CodaFi · CodaFi · commit 2982d8293fd5 · 2018-01-11T20:51:01.000-05:00
- Switch to a preallocated array of pre-determined signal handlers
- Use write(1) instead of Foundation
- Switch from String to C-Strings
diff --git a/Sources/PrettyStackTrace/PrettyStackTrace.swift b/Sources/PrettyStackTrace/PrettyStackTrace.swift
@@ -32,22 +32,41 @@ private struct TraceEntry: CustomStringConvertible {
   }
 }
 
-var stderr = FileHandle.standardError
+// HACK: This array must be pre-allocated and contains functionally immortal
+// C-strings because String may allocate when passed to write(1).
+var registeredSignalInfo =
+  UnsafeMutableBufferPointer<SigHandler>(start:
+    UnsafeMutablePointer.allocate(capacity: killSigs.count),
+                                         count: killSigs.count)
+var numRegisteredSignalInfo = 0
 
 /// A class managing a stack of trace entries.

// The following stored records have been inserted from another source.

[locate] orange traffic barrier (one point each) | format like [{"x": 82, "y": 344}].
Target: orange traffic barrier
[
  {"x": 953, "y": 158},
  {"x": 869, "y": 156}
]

When a particular thread gets
 /// a kill signal, this handler will dump all the entries in the tack trace and
 /// end the process.
 private class PrettyStackTraceManager {
+  struct RawStackEntry {
+    let data: UnsafeMutablePointer<Int8>
+    let count: Int
+  }
+
   /// Keeps a stack of serialized trace entries in reverse order.
-  /// - Note: This keeps strings, because it's not particularly safe to
+  /// - Note: This keeps strings, because it's not safe to
   ///         construct the strings in the signal handler directly.
-  var stack = [Data]()
-  let stackDumpMsgData = "Stack dump:\n".data(using: .utf8)!
+  var stack = [RawStackEntry]()
+
+  private let stackDumpMsg: RawStackEntry
+  init() {
+    let msg = "Stack dump:\n"
+    stackDumpMsg = RawStackEntry(data: strndup(msg, msg.count),
+                                 count: msg.count)
+  }
 
   /// Pushes the description of a trace entry to the stack.
   func push(_ entry: TraceEntry) {
     let str = "\(entry.description)\n"
-    stack.insert(str.data(using: .utf8)!, at: 0)
+    let entry = RawStackEntry(data: strndup(str, str.count),
+                              count: str.count)
+    stack.insert(entry, at: 0)
   }
 
   /// Pops the latest trace entry off the stack.
@@ -59,9 +78,15 @@ private class PrettyStackTraceManager {
   /// Dumps the stack entries to standard error, starting with the most
   /// recent entry.
   func dump(_ signal: Int32) {
-    stderr.write(stackDumpMsgData)
-    for entry in stack {
-      stderr.write(entry)
+    write(STDERR_FILENO, stackDumpMsg.data, stackDumpMsg.count)
+    let stackLimit = stack.count
+    stack.withUnsafeBufferPointer { buffer in
+      var i = 0
+      while i < stackLimit {
+        let bufItem = buffer[i]
+        write(STDERR_FILENO, bufItem.data, bufItem.count)
+        i += 1
+      }
     }
   }
 }
@@ -112,38 +137,43 @@ struct SigHandler {
   var signalNumber: Int32
 }
 
-/// The currently registered set of signal handlers.
-private var handlers = [SigHandler]()
-
 /// Registers the pretty stack trace signal handlers.
 private func registerHandler(signal: Int32) {
   var newHandler = SigAction()
-  newHandler.__sigaction_u.__sa_handler = {
+  newHandler.__sigaction_u.__sa_handler = { signalNumber in
     unregisterHandlers()
 
     // Unblock all potentially blocked kill signals
     var sigMask = sigset_t()
     sigfillset(&sigMask)
     sigprocmask(SIG_UNBLOCK, &sigMask, nil)
 
-    threadLocalHandler().dump($0)
-    exit(-1)
+    threadLocalHandler().dump(signalNumber)
+    exit(signalNumber)
   }
   newHandler.sa_flags = SA_NODEFER | SA_RESETHAND | SA_ONSTACK
   sigemptyset(&newHandler.sa_mask)
 
   var handler = SigAction()
   if sigaction(signal, &newHandler, &handler) != 0 {
     let sh = SigHandler(action: handler, signalNumber: signal)
-    handlers.append(sh)
+    registeredSignalInfo[numRegisteredSignalInfo] = sh
   }
 }
 
 /// Unregisters all pretty stack trace signal handlers.
 private func unregisterHandlers() {
-  while var handler = handlers.popLast() {
-    sigaction(handler.signalNumber, &handler.action, nil)
+  var i = 0
+  while i < killSigs.count {
+    sigaction(registeredSignalInfo[i].signalNumber,
+              &registeredSignalInfo[i].action, nil)
+    i += 1
   }
+
+  // HACK: Must leak the old registerdSignalInfo because we cannot safely
+  //       free inside a signal handler.
+  // cannot: free(registeredSignalInfo)
+  numRegisteredSignalInfo = 0
 }
 
 /// A reference to the previous alternate stack, if any.